Apart from the central decision making, a bureaucratically organised project team tends to focus on policy before practice. Usually, the large number of technical demonstrations is not really the most suitable method to promote the actual clinical use of telemedicine. In addition, Dr. Yellowlees finds these groups traditionally being too over-concerned with respect to ethical, legal, and confidentiality issues in relation to innovative applications. They should more worry about privacy and security in normal clinical practices instead. In turn, clinicians have a typical way of learning experimentally, an attitude which might stimulate their enthusiasm to explore the unknown potential of telemedicine in a familiar clinical setting.

Contrarily to what one would logically think, a decision to allocate advanced telemedicine services to the isolated, rural communities where the needs are greatest, most of the time calls for failure. The experience has convinced Dr. Yellowlees that it is far better to identify the "clinician drivers" in a specified geographical area, in order to assess their personal interest and competence. In practice, reasonably sized centres have to be preferred to the remoteness of a community with little or no trained health care personnel. Also, clinicians initially can be intimidated by too largely set up telemedicine centres. The service has to be user-friendly and readily available, otherwise, it will not be used. A simple video-conferencing system, integrated into the clinical setting will have more success than a real telemedicine centre.

Dr. Yellowlees equally deplores the fact that clinicians often do not have any recompense for the time they spend on telemedicine, and are not offered any special training in communication skills, nor specific support in technical or administrative matters. This is extremely demoralising for the worker in the field. The last issue concerns over-evaluation of each installed telemedicine system.

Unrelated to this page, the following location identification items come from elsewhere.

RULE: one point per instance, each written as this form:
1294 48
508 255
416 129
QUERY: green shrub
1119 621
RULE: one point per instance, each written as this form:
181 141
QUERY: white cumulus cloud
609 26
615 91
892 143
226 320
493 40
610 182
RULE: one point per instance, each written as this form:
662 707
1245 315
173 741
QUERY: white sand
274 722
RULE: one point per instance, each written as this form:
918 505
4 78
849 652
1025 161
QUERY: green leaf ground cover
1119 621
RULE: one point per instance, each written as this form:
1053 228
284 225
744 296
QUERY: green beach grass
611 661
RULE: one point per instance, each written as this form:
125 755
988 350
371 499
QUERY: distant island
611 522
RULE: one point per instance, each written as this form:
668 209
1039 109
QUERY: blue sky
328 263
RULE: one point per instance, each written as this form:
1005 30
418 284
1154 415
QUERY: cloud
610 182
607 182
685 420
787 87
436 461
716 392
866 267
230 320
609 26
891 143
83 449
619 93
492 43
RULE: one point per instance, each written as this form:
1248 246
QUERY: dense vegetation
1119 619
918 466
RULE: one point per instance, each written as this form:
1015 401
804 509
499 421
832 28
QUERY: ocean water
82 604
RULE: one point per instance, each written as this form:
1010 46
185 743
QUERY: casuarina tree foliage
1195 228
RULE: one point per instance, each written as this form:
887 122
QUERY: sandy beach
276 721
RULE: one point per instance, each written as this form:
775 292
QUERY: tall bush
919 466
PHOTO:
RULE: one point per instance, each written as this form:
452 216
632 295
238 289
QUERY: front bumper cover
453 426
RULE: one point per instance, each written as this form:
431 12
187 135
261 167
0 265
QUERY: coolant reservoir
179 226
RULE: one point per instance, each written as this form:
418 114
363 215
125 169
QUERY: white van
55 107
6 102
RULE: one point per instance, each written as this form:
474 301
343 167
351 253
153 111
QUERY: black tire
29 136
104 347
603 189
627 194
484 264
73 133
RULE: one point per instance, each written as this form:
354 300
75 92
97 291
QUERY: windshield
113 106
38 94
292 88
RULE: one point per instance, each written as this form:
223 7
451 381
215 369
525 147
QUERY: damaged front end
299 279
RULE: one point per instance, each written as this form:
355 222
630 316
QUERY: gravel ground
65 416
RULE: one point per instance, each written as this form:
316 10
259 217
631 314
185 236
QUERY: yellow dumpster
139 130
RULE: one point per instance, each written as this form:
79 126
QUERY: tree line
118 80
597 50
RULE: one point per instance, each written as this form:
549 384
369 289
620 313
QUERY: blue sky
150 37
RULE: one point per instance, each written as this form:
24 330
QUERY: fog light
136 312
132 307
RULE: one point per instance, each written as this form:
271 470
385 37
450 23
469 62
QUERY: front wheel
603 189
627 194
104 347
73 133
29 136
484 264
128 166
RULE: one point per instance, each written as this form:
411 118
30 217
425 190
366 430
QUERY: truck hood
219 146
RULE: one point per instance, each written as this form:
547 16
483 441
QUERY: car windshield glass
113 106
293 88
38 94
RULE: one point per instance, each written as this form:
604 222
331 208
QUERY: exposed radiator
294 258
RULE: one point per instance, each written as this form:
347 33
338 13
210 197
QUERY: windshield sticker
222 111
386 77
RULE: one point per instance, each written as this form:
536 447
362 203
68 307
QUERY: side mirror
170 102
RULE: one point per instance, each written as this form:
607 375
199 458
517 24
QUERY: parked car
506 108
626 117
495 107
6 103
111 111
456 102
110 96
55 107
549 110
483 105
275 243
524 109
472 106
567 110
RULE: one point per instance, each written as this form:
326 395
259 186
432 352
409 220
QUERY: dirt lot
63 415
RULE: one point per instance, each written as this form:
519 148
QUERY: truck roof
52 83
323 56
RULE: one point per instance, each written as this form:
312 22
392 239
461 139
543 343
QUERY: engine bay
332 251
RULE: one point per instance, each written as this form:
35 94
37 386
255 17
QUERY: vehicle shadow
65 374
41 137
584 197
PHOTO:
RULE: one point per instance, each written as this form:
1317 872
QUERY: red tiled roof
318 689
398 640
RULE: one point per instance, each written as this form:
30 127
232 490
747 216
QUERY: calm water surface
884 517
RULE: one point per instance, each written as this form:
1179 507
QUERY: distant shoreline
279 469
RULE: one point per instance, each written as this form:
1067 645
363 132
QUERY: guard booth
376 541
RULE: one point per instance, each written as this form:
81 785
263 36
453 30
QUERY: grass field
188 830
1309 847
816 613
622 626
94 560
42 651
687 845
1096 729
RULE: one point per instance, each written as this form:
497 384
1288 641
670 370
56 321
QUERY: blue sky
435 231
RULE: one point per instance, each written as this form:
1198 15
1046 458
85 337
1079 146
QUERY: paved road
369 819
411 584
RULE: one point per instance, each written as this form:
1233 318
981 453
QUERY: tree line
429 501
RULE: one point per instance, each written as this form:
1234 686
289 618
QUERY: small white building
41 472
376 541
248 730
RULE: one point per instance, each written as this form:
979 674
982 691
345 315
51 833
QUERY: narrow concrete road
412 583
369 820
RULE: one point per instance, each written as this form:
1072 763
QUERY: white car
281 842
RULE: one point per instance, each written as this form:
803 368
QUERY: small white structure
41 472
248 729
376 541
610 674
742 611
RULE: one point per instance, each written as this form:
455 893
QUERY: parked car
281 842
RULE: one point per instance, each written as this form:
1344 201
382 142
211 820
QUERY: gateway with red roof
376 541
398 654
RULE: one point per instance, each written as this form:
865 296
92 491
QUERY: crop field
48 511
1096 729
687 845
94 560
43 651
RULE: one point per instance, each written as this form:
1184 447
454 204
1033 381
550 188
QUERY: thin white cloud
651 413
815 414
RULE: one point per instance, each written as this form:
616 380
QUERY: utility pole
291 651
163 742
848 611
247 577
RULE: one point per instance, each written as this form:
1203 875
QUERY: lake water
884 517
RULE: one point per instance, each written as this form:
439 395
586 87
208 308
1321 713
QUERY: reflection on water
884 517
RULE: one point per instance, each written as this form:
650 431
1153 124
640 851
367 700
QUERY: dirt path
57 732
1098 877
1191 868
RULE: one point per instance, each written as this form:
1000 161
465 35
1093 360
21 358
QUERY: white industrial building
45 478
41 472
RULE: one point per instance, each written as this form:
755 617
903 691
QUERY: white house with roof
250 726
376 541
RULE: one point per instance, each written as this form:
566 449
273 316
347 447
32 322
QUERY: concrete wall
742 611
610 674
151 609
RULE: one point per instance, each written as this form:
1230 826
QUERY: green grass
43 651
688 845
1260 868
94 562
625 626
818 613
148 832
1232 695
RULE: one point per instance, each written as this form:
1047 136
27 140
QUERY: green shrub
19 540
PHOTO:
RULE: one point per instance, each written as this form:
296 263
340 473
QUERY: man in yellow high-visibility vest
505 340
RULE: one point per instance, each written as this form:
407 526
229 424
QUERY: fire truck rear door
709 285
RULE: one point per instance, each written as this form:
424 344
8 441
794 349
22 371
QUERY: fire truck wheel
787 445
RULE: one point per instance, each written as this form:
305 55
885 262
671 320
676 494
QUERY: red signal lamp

Though it be true that high quality academically driven evaluation is crucial for telemedicine to progress, Dr. Yellowlees does not believe in an extensive questionnaire after each telemedicine session. We should start to look for a more creative approach to assess systems, which is not just based on activity statistics. Successful telemedicine implementation requires us to take into account factors like enhanced quality of patient care and improved skills in clinicians.